CVS In Talks To Buy Aetna In What Would Be Year’s Largest Deal

Courtesy of ZeroHedge. View original post here.

In a stunning scoop published minutes before the close, WSJ reports CVS Health is in talks to buy Aetna, a defensive acquisition that may help the company fend off Amazon should the e-commerce giant follow through on flirtations with the pharmacy business.

Shortly before WSJ published its report, CVS and other pharmacy stocks tumbled to their lows of the day on reports Amazon has been quietly obtaining wholesale pharmacy licenses.

Earlier this week, Aetna said it would sell its group life and disability business to The Hartford Group for $1.45 billion in cash. Aetna recently moved its headquarters from Hartford, Conn., where the company was founded more than 150 years ago, to New York City. CVS reportedly offered to pay more than $200 a share vs. Aetna’s market price of $178.60. Aetna has a $60 billion market capitalization. Aetna shares soared more than 10% on the news, while CVS shares pared their earlier drop, but moved lower again into the close. Managed-care stocks also jumped on the news.

If a deal were to be struck, it would rank as the year’s largest. Year to date, global M&A volume is down 8% at $2.6 trillion, according to Dealogic. Megamergers have been rare.

One can’t help but wonder if a bid by CVS will spark another iteration of the health-insurer merger frenzy of 2015. While most of the big deals from that period, including Aetna’s one-time agreement to buy Humana and Anthem’s proposed merger with Cigna, later foundered in the face of regulatory opposition, with Amazon possibly looking to force its way into the pharmacy business, the pressure to consolidate is intensifying. Deals between pharmacy companies have also fallen apart. Earlier this year, Walgreens Boots Alliance Inc. ended its agreement to buy all of Rite Aid Corp. for $9.4 billion amid antitrust resistance. Walgreens is now seeking to buy half the company’s stores.

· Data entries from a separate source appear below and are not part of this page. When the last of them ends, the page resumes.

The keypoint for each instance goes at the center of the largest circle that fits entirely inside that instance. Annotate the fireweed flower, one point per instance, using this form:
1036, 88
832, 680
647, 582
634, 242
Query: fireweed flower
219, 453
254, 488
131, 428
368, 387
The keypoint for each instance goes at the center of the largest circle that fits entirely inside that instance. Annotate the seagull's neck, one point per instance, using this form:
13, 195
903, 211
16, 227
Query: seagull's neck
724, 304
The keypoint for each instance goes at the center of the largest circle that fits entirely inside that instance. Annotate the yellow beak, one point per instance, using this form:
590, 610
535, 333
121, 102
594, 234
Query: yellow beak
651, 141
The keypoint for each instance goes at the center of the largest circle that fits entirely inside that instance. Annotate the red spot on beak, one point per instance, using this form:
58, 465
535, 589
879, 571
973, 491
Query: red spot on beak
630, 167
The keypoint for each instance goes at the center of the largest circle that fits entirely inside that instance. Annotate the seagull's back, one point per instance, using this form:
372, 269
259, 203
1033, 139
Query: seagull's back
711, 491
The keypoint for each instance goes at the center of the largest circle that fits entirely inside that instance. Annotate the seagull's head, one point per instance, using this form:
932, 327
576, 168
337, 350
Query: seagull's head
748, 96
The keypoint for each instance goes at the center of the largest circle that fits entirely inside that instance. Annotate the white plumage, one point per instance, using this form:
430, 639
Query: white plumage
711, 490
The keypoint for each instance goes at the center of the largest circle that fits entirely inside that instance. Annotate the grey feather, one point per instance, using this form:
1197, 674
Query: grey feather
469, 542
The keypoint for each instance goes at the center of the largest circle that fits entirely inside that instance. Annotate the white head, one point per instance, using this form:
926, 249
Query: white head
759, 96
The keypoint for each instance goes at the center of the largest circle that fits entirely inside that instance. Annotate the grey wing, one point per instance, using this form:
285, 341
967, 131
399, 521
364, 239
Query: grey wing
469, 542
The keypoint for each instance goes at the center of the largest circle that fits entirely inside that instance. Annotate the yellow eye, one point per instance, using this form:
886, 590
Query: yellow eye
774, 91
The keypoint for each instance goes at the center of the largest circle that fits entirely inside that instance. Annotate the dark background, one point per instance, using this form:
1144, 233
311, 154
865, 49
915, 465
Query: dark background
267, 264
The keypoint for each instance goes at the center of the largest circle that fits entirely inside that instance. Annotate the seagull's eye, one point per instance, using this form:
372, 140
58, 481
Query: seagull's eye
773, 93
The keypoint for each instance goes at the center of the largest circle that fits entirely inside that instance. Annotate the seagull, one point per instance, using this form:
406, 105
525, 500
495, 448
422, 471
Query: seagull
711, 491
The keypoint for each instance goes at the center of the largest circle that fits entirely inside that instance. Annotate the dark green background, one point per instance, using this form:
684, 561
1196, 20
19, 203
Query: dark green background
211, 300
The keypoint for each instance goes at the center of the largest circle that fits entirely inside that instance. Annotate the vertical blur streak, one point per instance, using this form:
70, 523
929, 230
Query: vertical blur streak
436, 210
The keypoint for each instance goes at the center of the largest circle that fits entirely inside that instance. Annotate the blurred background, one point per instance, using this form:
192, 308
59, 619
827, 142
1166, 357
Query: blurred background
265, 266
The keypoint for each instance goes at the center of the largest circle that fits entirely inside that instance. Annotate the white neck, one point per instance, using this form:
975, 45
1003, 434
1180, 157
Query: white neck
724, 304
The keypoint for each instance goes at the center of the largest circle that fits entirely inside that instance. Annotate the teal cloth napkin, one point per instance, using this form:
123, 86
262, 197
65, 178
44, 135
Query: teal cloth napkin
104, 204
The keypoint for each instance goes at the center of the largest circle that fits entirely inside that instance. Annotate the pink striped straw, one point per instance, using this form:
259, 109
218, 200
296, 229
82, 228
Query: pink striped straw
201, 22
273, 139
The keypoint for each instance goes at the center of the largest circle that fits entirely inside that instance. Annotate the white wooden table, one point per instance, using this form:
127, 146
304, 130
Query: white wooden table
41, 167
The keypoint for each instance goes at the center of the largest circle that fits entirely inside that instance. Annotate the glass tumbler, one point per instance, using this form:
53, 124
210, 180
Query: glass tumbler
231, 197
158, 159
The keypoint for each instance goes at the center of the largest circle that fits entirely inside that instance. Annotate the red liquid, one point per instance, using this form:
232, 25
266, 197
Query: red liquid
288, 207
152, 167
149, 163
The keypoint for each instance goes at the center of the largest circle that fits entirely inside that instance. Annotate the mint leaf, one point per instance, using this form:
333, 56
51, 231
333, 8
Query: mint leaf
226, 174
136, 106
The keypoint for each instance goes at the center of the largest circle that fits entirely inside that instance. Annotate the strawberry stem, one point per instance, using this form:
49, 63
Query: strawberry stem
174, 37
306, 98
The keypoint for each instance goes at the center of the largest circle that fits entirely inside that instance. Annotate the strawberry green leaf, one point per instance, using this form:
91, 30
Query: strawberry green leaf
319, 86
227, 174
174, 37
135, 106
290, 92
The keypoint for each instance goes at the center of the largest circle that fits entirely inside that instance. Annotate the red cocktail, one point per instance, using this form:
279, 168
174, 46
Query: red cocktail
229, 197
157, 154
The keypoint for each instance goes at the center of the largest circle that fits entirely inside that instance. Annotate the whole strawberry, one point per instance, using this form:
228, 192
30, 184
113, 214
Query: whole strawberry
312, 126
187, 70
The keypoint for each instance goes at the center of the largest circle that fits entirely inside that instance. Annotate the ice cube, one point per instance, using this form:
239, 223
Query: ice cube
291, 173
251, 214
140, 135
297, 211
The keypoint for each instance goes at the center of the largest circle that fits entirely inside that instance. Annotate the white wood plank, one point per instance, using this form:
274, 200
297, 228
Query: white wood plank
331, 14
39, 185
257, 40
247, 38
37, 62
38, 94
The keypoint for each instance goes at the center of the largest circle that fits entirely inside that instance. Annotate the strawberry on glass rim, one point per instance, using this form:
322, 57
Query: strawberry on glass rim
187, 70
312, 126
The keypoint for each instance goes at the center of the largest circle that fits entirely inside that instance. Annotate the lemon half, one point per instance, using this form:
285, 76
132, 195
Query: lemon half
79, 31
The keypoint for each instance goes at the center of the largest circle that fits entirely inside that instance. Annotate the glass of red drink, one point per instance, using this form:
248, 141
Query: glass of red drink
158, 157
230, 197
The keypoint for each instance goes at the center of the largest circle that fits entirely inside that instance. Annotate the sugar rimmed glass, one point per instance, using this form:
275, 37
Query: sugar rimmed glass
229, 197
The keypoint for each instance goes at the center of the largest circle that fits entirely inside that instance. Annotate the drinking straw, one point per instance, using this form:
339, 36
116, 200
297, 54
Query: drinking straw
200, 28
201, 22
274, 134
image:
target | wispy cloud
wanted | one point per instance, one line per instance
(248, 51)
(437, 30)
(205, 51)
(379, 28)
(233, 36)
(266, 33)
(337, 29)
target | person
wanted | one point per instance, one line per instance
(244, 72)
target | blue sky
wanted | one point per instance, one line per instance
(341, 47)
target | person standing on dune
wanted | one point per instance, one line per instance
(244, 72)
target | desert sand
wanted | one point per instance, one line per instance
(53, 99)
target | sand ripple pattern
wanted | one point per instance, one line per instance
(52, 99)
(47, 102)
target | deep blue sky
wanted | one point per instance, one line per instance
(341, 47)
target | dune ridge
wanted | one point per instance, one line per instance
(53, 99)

WSJ pointed out that the deal underscores the increasingly close ties between health coverage and pharmacies, as the cost and complexity of specialty medications has continued to rise. Drugstores also haven’t been immune to the broader retail malaise (which has again been driven by Amazon), so diversifying makes sense. With Aetna, CVS could lock in a huge volume of new members for its pharmacy-benefit management arm, as well as customers for its drugstores. That could bolster its leverage in negotiations with drugmakers, while its oversight of health insurance could improve its ability to strike new deals that tie drug prices to patient outcomes, WSJ reported. In buying Aetna, CVS would also evolve more in the direction of UnitedHealth Group Inc., the parent of both the biggest U.S. health insurer and a health-services arm known as Optum, which includes a PBM and a growing number of clinics and physician practices.